Warner Bros. Discovery (WBD) said Tuesday it has launched “a review of strategic alternatives” following what it said was “unsolicited” interest from multiple parties for both the entire company and its Warner Bros. studio division.
Shares, as a result, were up more than 11% in midday trading.
According to a statement, the media giant said the board will evaluate a range of options, including completing its planned split into two independent companies, Warner Bros. and Discovery Global, or pursuing a sale of all or parts of the business.
The separation, first announced earlier this year, remains on track for completion by mid-2026.
Separately, WBD also announced Tuesday that it is raising prices across all HBO Max subscription tiers, marking the second price hike in less than two years.
The ad-supported plan will rise $1 to $10.99 a month, while the standard and premium plans will climb $1.50 and $2, respectively. The increases take effect immediately for new users, with existing subscribers seeing the new rates after Nov. 20.
The latest price increases underscore Warner Bros. Discovery’s push to boost profitability across its streaming division as it evaluates next steps for the broader company.
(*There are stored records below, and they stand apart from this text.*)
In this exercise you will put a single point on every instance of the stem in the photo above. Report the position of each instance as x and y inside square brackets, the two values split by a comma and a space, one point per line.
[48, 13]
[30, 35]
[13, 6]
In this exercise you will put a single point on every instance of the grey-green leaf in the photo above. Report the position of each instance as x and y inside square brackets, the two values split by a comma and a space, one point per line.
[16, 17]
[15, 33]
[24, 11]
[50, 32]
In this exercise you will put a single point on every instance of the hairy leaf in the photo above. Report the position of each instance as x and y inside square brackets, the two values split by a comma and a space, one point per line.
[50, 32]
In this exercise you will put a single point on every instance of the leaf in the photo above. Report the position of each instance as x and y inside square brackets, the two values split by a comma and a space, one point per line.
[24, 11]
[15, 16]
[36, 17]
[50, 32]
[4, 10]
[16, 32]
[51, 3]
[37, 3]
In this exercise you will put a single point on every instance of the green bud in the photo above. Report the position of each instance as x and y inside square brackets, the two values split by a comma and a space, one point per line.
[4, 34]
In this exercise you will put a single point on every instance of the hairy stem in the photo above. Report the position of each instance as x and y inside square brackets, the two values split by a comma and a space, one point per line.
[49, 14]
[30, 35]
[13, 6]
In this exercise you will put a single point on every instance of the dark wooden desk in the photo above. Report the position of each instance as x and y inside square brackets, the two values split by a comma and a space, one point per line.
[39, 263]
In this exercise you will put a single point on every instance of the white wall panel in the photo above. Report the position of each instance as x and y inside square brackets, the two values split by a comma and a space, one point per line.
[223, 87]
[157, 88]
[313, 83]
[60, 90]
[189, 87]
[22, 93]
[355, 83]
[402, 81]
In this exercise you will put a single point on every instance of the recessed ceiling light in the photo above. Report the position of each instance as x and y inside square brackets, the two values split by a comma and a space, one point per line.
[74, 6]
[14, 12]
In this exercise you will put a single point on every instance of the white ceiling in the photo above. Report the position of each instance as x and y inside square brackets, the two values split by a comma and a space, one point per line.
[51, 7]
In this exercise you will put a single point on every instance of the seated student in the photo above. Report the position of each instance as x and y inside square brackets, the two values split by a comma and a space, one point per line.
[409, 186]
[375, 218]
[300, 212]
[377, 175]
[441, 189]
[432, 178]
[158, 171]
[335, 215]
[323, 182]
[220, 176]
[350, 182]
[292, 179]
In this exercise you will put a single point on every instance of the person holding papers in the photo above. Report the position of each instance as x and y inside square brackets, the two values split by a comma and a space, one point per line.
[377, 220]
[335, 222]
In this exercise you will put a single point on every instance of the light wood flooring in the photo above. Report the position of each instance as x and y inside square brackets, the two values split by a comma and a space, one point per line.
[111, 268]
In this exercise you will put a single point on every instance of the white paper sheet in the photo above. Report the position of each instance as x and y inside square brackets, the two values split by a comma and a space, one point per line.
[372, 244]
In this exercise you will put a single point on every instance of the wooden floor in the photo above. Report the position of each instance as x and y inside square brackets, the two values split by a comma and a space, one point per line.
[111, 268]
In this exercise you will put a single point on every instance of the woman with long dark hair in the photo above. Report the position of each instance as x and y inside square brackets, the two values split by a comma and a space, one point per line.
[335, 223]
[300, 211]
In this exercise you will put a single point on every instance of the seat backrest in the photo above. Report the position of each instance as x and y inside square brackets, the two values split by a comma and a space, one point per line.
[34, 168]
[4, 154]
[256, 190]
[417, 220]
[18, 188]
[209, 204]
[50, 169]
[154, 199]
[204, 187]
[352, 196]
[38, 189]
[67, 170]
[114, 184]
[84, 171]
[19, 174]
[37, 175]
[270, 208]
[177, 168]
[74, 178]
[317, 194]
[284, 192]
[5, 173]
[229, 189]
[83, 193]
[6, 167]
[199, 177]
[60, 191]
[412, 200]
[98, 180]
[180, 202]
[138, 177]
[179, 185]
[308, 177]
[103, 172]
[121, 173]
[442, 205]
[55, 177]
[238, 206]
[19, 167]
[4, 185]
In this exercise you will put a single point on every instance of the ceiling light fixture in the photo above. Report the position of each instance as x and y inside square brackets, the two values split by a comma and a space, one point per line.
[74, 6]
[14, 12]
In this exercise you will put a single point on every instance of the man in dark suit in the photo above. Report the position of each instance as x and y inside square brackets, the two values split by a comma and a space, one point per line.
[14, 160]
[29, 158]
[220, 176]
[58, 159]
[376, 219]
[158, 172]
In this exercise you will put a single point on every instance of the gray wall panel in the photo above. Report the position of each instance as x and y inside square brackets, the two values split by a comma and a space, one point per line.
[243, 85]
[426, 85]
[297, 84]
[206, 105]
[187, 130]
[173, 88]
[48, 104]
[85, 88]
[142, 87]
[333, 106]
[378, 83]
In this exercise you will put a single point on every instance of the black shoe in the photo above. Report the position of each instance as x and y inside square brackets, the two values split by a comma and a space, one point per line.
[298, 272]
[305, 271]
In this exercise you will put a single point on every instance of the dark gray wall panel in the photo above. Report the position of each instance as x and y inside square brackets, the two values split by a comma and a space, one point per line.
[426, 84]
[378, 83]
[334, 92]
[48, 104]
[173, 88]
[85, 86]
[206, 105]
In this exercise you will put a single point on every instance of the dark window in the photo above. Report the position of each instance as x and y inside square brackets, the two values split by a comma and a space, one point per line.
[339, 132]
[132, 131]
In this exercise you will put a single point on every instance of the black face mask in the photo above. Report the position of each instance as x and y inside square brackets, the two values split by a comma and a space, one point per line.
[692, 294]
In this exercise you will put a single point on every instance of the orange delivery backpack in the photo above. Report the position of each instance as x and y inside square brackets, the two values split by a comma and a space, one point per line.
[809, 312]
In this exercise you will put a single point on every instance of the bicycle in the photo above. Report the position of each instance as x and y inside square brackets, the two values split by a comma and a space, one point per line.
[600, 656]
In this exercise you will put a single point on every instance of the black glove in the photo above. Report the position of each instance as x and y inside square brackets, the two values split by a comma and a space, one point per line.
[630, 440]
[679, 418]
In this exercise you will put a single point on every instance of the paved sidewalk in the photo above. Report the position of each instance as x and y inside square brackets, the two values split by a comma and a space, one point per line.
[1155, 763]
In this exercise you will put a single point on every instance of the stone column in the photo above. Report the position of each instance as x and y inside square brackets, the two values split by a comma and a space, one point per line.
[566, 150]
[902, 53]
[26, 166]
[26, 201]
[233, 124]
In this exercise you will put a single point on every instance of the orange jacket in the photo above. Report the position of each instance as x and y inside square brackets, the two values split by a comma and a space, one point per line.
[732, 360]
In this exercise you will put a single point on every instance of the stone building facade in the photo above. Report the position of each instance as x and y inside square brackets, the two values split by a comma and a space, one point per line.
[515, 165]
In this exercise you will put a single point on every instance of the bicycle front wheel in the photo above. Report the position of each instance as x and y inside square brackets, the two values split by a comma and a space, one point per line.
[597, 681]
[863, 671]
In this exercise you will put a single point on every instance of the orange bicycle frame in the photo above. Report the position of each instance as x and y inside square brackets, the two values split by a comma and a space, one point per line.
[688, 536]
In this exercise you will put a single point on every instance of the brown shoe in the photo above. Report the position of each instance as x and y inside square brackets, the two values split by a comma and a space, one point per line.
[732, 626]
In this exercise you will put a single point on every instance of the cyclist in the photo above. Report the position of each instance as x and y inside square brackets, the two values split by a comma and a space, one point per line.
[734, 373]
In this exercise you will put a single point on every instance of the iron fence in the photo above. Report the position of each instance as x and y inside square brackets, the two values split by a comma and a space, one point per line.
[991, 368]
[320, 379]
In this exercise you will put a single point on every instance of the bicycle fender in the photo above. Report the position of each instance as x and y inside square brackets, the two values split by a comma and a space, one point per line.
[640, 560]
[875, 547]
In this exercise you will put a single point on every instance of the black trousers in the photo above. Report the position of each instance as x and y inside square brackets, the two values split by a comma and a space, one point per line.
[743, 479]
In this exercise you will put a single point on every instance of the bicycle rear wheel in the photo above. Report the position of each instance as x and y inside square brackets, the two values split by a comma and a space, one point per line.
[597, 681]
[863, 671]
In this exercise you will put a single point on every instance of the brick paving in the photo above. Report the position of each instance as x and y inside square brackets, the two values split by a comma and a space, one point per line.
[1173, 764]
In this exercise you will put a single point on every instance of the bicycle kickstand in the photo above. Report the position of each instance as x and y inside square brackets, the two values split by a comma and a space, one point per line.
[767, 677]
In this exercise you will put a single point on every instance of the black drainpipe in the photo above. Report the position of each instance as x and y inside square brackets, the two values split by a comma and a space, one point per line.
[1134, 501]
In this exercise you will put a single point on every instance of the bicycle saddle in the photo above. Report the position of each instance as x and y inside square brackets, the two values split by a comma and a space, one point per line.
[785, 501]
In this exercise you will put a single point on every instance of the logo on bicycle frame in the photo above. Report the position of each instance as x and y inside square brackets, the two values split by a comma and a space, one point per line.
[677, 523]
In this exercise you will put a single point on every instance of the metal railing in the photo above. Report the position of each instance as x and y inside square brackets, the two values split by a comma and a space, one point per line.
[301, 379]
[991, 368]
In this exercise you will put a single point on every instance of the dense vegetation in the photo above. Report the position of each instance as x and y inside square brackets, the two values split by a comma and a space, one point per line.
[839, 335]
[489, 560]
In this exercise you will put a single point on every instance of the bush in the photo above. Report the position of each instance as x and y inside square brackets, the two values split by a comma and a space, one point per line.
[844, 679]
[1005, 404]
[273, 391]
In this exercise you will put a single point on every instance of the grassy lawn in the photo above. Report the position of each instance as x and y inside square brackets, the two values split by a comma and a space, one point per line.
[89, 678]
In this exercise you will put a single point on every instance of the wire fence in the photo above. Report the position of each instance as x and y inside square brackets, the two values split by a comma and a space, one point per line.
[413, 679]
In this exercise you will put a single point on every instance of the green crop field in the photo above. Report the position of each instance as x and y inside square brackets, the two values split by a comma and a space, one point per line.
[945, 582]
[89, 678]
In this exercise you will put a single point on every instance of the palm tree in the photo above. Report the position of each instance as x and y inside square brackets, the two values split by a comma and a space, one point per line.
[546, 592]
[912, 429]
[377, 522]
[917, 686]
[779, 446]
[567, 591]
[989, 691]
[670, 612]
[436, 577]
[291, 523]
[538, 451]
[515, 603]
“We continue to make important strides to position our business to succeed in today’s evolving media landscape by advancing our strategic initiatives, returning our studios to industry leadership, and scaling HBO Max globally,” Warner Bros. Discovery CEO David Zaslav said in the release.
“It’s no surprise that the significant value of our portfolio is receiving increased recognition by others in the market,” he added. “After receiving interest from multiple parties, we have initiated a comprehensive review of strategic alternatives to identify the best path forward to unlock the full value of our assets.”
The announcement comes just weeks after reports emerged that Paramount Skydance (PSKY), the David Ellison–backed company that recently completed its takeover of Paramount, submitted a majority-cash bid for the company, a move analysts said at the time could ignite a Hollywood bidding war and reshape the global streaming landscape.
Paramount Skydance has been eyeing all of Warner Bros. Discovery’s assets, from HBO and CNN to the Warner Bros. studio lot, in a bid to boost its scale in streaming and advertising. Analysts have estimated the combination could create a top-five global player with roughly 200 million streaming subscribers and as much as $20 billion in annual TV ad revenue.